Gejala KET sangat bervariasi, dari yang klasik dengan gejala perdarahan mendadak dalam
rongga perut dan ditandai adanya gejala akut abdomen sampai gejala-gejala yang samar-samar
sehingga sukar membuat diagnosa.
a. Gambaran gangguan mendadak
Peristiwa ini jarang ditemukan. Biasanya setelah mengalami amenorea tiba-tiba
penderita akan merasa nyeri yang hebat di daerah perut bagian bawah dan sering
muntah-muntah. Nyeri yang hebat dapat membuat penderita pingsan, yang tak lama
kemudian akan masuk ke dalam keadaan syok akibat perdarahan.

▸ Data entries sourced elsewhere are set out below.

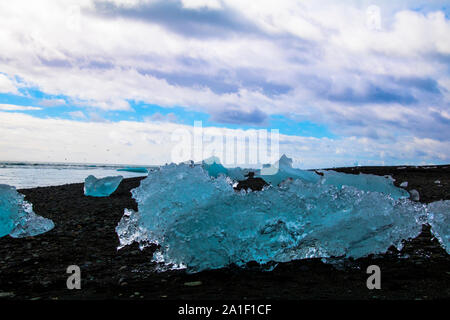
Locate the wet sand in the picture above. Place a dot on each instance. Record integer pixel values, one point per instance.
(35, 267)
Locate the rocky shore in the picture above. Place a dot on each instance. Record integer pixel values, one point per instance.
(35, 268)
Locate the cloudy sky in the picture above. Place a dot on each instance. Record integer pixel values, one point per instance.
(344, 82)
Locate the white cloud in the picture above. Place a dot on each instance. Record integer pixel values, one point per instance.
(12, 107)
(310, 60)
(151, 143)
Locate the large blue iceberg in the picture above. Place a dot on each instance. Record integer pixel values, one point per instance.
(200, 222)
(101, 187)
(17, 217)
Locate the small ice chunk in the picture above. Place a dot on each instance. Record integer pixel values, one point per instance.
(283, 170)
(213, 166)
(101, 187)
(203, 223)
(414, 195)
(439, 219)
(366, 182)
(17, 217)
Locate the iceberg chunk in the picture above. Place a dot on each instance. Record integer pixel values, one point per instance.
(439, 220)
(283, 170)
(101, 187)
(134, 169)
(366, 182)
(214, 167)
(17, 217)
(202, 223)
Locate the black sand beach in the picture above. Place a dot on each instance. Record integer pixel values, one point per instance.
(35, 267)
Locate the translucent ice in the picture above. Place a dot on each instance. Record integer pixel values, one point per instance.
(202, 223)
(282, 170)
(17, 217)
(101, 187)
(366, 182)
(214, 167)
(439, 219)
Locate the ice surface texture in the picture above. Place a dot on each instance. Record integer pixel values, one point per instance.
(101, 187)
(439, 219)
(201, 223)
(17, 217)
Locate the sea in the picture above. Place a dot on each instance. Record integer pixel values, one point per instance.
(24, 175)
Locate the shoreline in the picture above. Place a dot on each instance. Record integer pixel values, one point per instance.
(84, 235)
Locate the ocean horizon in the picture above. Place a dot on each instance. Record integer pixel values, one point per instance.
(25, 175)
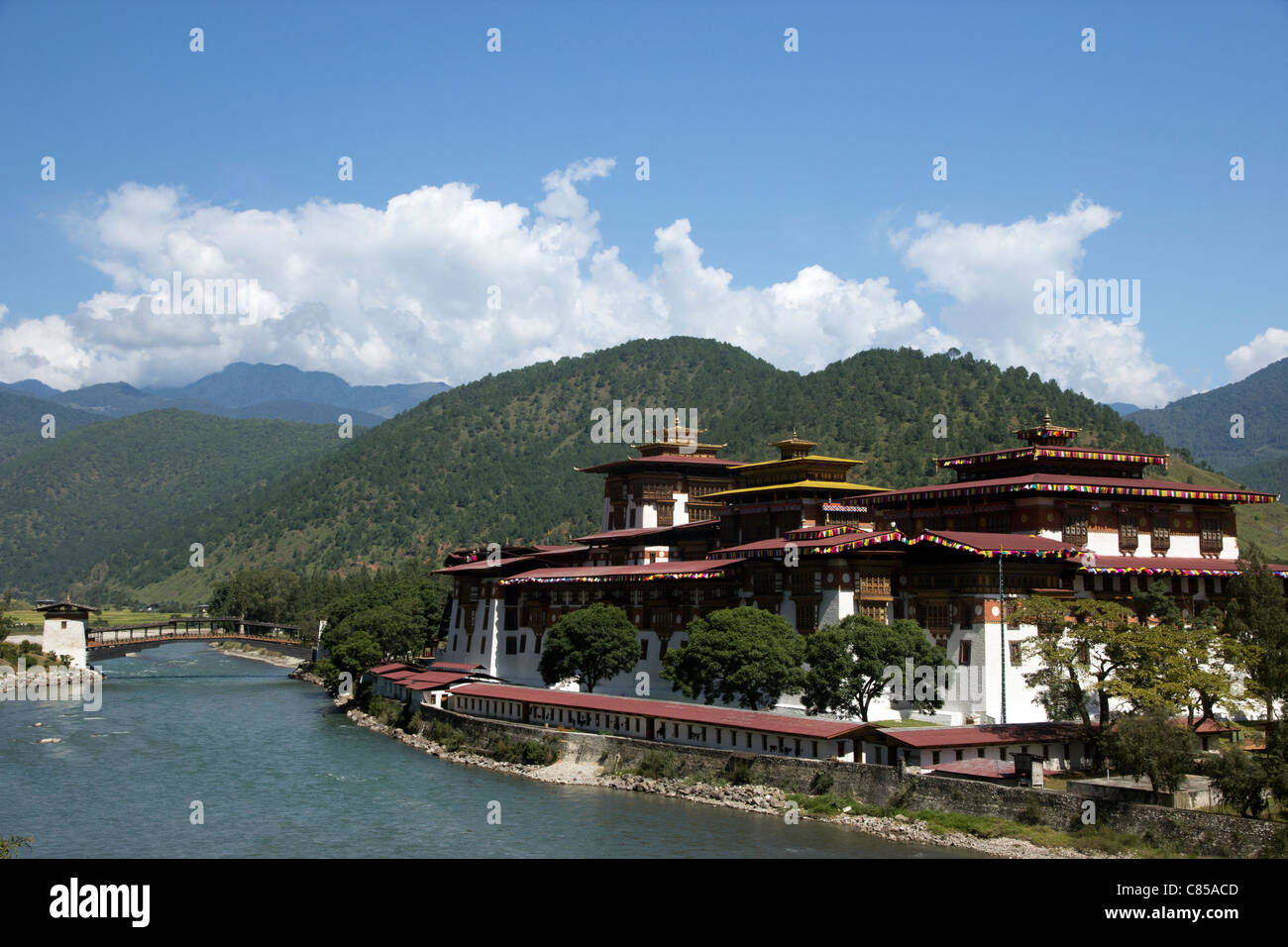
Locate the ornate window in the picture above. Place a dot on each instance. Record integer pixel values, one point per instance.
(1210, 536)
(1160, 535)
(1128, 535)
(1076, 527)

Selain itu juga
ditemukan seluruh perut agak membesar, nyeri tekan dan tanda-tanda cairan
intraperitoneal. Pada pemeriksaan vaginal ditemukan forniks posterior menonjol dan
nyeri goyang saat portio digerakkan, kadang-kadang uterus teraba sedikit membesar
disertai adanya suatu adneksa tumor di sebelahnya.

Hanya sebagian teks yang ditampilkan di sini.